Day 141: Shadow of Night

Cover for Shadow of NightAs with most second books of a trilogy, Shadow of Night is transitional and therefore harder to describe than the first book.

At the end of the A Discovery of Witches, the first book of Deborah Harkness’s “All Souls Trilogy,” Diana Bishop, an Oxford scholar and nonpracticing witch, and her husband Matthew Clairmont, a geneticist and vampire, were forced to flee because a union between a witch and a vampire is forbidden. Using Diana’s newly discovered time-travel skills, they have arrived in Elizabethan England so that Diana can find a witch to help her learn her powers. Even more importantly, they want to look for Ashmole 782, an enchanted manuscript that Matthew believes may hold the secret to the existence of witches, vampires, and daemons. This decision proves potentially hazardous, though, as the age they’ve chosen is one of persecution of witches and Diana has a tendency to draw attention to herself.

In Tudor England Matthew of the past is part of an intellectual group called the School of Night, the members of which include Sir Walter Raleigh and Kit Marlowe. Kit is a deeply disturbed daemon who is insanely jealous of Diana.
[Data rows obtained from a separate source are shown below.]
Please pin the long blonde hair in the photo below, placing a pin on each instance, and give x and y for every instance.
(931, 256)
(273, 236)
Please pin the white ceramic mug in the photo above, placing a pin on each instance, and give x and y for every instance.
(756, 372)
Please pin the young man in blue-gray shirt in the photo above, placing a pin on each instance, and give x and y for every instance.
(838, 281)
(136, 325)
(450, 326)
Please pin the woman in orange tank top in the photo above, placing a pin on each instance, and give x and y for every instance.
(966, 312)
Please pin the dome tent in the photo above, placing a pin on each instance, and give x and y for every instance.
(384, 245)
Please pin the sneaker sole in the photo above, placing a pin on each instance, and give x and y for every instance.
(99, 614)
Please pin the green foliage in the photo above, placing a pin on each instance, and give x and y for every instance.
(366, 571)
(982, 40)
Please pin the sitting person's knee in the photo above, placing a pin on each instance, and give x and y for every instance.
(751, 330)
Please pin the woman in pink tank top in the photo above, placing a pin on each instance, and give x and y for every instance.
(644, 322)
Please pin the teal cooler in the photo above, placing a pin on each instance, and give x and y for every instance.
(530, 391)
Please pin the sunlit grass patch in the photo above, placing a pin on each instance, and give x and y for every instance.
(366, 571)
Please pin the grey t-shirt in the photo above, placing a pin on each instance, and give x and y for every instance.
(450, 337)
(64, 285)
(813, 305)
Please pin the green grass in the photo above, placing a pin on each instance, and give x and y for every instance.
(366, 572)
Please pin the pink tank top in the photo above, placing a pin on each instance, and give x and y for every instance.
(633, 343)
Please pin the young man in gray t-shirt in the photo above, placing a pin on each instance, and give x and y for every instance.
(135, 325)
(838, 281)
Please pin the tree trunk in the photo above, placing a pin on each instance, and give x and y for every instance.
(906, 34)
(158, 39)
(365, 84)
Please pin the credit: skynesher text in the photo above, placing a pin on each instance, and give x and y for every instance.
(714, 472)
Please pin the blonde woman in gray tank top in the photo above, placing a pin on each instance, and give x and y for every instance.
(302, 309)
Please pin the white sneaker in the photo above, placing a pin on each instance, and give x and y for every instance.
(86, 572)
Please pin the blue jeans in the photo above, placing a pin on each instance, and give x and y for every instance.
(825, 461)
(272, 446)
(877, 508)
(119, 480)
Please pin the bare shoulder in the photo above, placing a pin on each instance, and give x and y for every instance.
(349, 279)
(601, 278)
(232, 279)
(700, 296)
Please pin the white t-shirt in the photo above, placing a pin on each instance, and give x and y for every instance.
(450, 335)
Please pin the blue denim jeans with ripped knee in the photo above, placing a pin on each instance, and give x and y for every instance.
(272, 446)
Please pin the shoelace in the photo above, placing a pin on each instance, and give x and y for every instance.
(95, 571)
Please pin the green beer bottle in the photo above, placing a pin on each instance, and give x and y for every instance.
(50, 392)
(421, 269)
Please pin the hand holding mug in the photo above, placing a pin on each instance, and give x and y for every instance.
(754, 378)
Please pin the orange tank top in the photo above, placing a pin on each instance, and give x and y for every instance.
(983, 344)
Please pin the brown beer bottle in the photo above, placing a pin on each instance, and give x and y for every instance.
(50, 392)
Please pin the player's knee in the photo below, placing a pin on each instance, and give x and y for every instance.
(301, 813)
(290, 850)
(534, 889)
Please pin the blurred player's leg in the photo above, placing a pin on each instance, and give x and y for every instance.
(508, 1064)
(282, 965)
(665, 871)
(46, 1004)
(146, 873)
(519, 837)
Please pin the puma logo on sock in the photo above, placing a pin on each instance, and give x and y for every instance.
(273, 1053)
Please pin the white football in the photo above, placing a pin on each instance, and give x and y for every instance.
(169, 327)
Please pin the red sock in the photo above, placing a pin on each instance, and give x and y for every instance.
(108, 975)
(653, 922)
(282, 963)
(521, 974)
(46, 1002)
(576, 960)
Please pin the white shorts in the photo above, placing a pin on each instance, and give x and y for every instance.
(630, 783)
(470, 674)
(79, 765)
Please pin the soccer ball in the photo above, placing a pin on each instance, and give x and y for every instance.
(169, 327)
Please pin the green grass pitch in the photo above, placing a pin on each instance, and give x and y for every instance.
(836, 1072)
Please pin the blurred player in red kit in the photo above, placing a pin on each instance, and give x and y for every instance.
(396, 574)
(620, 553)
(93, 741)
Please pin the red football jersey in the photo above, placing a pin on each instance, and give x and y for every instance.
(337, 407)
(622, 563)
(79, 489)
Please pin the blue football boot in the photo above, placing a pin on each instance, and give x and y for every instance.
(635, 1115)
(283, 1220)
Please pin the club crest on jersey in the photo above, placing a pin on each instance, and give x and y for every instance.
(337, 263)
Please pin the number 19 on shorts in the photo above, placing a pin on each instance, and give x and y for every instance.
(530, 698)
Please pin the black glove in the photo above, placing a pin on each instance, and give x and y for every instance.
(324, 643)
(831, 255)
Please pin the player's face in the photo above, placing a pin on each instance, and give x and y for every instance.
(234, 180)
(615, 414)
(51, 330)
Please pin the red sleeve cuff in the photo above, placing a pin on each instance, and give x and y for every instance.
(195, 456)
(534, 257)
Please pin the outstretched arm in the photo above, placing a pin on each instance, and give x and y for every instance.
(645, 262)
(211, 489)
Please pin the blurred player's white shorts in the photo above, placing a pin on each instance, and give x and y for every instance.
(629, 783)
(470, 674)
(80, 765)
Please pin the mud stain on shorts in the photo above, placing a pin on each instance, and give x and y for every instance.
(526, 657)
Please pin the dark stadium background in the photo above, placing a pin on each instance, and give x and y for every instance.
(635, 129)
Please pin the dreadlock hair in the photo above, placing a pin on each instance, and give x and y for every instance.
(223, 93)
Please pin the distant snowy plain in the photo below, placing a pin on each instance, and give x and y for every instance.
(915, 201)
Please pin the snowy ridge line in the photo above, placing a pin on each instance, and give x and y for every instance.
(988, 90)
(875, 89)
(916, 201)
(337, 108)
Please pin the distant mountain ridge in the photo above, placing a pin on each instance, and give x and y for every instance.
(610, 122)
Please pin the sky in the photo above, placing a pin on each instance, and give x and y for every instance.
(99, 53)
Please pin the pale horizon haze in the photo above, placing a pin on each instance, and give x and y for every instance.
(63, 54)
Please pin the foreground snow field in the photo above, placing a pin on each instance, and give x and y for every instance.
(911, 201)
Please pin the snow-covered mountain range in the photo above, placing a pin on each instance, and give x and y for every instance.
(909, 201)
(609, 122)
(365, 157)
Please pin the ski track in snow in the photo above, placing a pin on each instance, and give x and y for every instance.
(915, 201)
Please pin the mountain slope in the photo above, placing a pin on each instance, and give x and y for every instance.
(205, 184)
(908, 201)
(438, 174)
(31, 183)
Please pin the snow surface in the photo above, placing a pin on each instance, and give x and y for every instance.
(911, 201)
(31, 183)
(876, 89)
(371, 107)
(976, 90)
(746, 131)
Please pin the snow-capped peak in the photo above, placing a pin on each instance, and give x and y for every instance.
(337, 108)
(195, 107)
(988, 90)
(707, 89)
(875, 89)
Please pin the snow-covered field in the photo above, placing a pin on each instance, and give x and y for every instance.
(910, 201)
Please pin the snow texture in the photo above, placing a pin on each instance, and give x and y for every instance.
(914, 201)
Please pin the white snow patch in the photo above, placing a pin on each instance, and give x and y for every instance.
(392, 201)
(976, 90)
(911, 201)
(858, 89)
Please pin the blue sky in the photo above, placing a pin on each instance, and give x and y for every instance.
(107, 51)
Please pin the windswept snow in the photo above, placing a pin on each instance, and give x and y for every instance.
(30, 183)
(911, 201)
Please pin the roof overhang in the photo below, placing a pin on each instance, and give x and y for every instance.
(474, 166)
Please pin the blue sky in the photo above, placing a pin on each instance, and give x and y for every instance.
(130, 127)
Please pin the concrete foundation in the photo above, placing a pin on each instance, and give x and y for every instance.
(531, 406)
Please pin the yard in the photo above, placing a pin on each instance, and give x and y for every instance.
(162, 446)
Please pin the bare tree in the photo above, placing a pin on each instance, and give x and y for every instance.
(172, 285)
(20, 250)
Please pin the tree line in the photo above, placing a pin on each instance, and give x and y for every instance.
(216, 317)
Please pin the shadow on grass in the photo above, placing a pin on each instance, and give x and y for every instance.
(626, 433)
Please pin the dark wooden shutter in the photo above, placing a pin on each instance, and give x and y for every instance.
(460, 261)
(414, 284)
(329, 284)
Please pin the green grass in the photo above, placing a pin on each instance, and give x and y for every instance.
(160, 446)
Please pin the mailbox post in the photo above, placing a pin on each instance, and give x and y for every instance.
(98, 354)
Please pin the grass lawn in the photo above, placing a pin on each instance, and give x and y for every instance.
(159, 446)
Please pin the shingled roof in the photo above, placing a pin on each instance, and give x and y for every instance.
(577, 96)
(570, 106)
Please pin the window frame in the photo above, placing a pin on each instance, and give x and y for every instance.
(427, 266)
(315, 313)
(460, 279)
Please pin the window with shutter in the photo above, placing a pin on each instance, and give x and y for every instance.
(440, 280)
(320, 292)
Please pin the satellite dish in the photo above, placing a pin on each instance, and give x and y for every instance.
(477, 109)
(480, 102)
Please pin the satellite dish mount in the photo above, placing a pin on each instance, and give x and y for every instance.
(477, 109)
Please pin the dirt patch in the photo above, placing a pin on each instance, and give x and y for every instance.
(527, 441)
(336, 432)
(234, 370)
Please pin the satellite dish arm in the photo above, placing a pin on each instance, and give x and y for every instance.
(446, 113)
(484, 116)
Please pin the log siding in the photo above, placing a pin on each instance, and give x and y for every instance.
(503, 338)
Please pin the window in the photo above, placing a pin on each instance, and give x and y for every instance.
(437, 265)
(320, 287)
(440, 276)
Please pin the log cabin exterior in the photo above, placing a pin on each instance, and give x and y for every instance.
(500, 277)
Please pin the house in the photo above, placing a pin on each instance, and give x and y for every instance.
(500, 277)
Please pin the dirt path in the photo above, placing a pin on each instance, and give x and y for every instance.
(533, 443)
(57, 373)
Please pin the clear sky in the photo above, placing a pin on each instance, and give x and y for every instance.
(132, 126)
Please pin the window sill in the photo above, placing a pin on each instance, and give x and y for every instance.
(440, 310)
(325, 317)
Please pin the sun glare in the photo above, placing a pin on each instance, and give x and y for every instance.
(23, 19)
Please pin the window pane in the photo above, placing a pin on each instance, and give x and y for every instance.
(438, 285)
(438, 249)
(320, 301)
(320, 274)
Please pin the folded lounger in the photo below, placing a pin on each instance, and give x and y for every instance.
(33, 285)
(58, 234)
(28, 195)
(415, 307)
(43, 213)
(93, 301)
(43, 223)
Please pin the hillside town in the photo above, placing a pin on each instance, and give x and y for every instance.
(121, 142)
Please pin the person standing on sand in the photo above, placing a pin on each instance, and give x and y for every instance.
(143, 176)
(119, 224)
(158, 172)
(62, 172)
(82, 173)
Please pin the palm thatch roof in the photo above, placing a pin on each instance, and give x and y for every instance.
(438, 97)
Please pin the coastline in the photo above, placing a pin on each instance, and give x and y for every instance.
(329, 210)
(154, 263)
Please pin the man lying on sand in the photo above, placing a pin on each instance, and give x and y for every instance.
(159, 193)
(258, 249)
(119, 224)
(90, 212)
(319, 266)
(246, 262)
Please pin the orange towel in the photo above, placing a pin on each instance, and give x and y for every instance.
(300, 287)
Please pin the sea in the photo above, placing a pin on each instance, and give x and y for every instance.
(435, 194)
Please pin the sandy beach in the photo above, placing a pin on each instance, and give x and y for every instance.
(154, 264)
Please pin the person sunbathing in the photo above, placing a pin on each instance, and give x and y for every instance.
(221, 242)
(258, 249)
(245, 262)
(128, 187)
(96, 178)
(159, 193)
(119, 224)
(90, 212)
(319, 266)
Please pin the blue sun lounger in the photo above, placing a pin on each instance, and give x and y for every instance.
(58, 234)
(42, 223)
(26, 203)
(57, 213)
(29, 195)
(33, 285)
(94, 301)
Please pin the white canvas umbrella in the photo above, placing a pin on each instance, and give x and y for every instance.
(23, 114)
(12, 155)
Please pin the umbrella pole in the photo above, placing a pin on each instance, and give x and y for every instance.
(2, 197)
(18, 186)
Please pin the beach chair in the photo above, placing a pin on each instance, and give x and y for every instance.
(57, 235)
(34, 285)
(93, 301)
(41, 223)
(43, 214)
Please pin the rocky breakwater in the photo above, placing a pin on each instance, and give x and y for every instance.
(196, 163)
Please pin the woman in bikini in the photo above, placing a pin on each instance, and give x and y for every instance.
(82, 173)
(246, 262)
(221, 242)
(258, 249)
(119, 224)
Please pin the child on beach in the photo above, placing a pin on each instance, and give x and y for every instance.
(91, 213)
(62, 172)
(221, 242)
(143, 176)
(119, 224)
Another hazard is that Matthew’s acquaintances may realize he is not the same person as the person from the past. In the meantime, both Diana and Matthew’s friends and enemies back in the present time watch for clues to their existence in the past.

Although this novel is a great sequel that propels you to the next book, it has the typical middle book problem of furthering the plot without arriving anywhere. Strictly because of personal taste, I could also have done without some of the heavy romantic passages, although other readers will like them. Nevertheless, I am extremely interested to see how Diana and Matthew will resolve all their problems in the final book.

Day 122: The Tudor Secret

The Tudor SecretI have heard about C. W. Gortner before, but The Tudor Secret is the first book of his I have read. My overall impression is that the book reflects some knowledge of Tudor times and some research, but is generally on the light side, with a fairly predictable plot.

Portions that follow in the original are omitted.